Besprechung von 31.10.1998
Berge ohne Halt
Eine Novelle von Franz Hohler

Franz Hohler liebt die Untergänge. Es muß zwar nicht die Welt sein, mit der es zu Ende geht, doch hat er sich schon viele Katastrophen ausgedacht, unter denen die kleine Schweiz ins Wanken geraten könnte. Mit seiner ersten Novelle "Die Steinflut" wechselt Hohler, so sieht es auf den ersten Blick aus, das Genre; hier geht es um ein verbürgtes Ereignis aus der schweizerischen Geschichte, den Bergsturz von Elm im Kanton Glarus im Jahr 1881. Doch hat sich auch hier der Mahner nicht in einen nüchternen Chronisten verwandelt.

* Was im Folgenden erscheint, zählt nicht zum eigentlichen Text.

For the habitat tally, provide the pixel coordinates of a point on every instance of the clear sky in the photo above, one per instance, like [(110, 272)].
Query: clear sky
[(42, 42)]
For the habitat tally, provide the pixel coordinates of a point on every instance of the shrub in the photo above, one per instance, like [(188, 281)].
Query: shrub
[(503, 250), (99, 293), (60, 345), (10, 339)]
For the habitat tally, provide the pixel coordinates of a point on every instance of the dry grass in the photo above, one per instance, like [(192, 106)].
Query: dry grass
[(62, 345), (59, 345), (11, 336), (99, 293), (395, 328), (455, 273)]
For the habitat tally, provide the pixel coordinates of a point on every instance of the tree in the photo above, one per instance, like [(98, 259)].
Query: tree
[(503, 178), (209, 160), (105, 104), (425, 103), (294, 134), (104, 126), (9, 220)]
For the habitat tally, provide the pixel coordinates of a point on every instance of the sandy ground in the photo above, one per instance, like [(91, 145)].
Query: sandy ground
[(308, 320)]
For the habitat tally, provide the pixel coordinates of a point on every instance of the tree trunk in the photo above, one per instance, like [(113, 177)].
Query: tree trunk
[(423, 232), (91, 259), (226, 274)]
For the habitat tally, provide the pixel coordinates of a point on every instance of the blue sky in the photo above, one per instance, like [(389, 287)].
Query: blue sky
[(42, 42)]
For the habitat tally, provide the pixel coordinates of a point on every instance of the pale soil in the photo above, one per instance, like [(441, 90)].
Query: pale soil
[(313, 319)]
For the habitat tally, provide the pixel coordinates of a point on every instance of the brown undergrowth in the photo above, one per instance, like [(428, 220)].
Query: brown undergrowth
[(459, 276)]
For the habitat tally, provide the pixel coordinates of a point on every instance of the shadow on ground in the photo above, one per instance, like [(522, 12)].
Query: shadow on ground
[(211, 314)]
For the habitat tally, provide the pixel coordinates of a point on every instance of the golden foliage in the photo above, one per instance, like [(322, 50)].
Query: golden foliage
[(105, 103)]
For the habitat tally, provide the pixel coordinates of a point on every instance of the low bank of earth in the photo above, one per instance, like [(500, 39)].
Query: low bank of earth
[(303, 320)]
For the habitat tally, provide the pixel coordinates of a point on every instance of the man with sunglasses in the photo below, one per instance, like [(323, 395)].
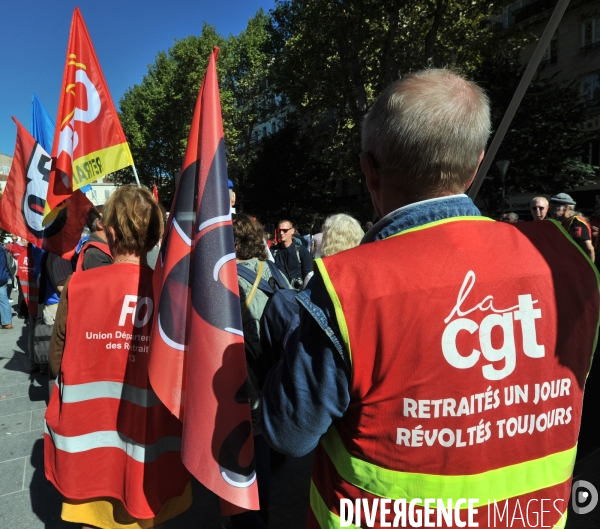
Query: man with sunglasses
[(539, 208), (291, 256), (563, 210), (399, 337)]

An einem Septembermorgen wird die siebenjährige Katharina zusammen mit ihrem jüngeren Bruder auf den Berg zur Großmutter geschickt. Ihre Mutter liegt in den Wehen, und bei der bevorstehenden Entbindung sind die Jüngsten der Familie nur im Weg. Brüderchen und Schwesterchen gehen durch das Gebirge - das erinnert an Märchenmotive und an Adalbert Stifters Erzählung "Bergkristall". Doch während dort die Schönheit der winterlichen Bergwelt die Leser in ihren Bann zieht, lenkt Franz Hohler die Aufmerksamkeit auf Alltägliches; die elementaren körperlichen Bedürfnisse bestehen in Ausnahmesituationen fort. Welchem Mädchen gefällt es schon, wenn ihm der kleine Bruder über die Hand "brünzelt" und in der Nacht auf dem Bett eine Pfütze hinterläßt? Das alles klingt harmlos, und fast könnte man glauben, ein Kinderbuch in der Hand zu halten. In der Tat ist Franz Hohler ein erfahrener Kinder- und Jugendbuchautor, dessen Geschichten mit zahlreichen Preisen ausgezeichnet wurden. Dieses Buch jedoch ist für Erwachsene geschrieben, denen er die Gefahren zeigen möchte, die hinter einer vertrauten Oberfläche lauern. Er leiht sich deswegen den unbefangenen Blick seiner kindlichen Heldin Katharina, die die Welt der Großen zu verstehen sucht - eine reizvolle Erzählhaltung, die an die Kunstfertigkeit des Autors beträchtliche Anforderungen stellt. Über weite Strecken bewegt sich Hohler sicher innerhalb dieser Grenzen; vollständig aber kann er die Perspektive nicht durchhalten, und er legt seiner Hauptfigur etliche altkluge Lebensweisheiten in den Mund.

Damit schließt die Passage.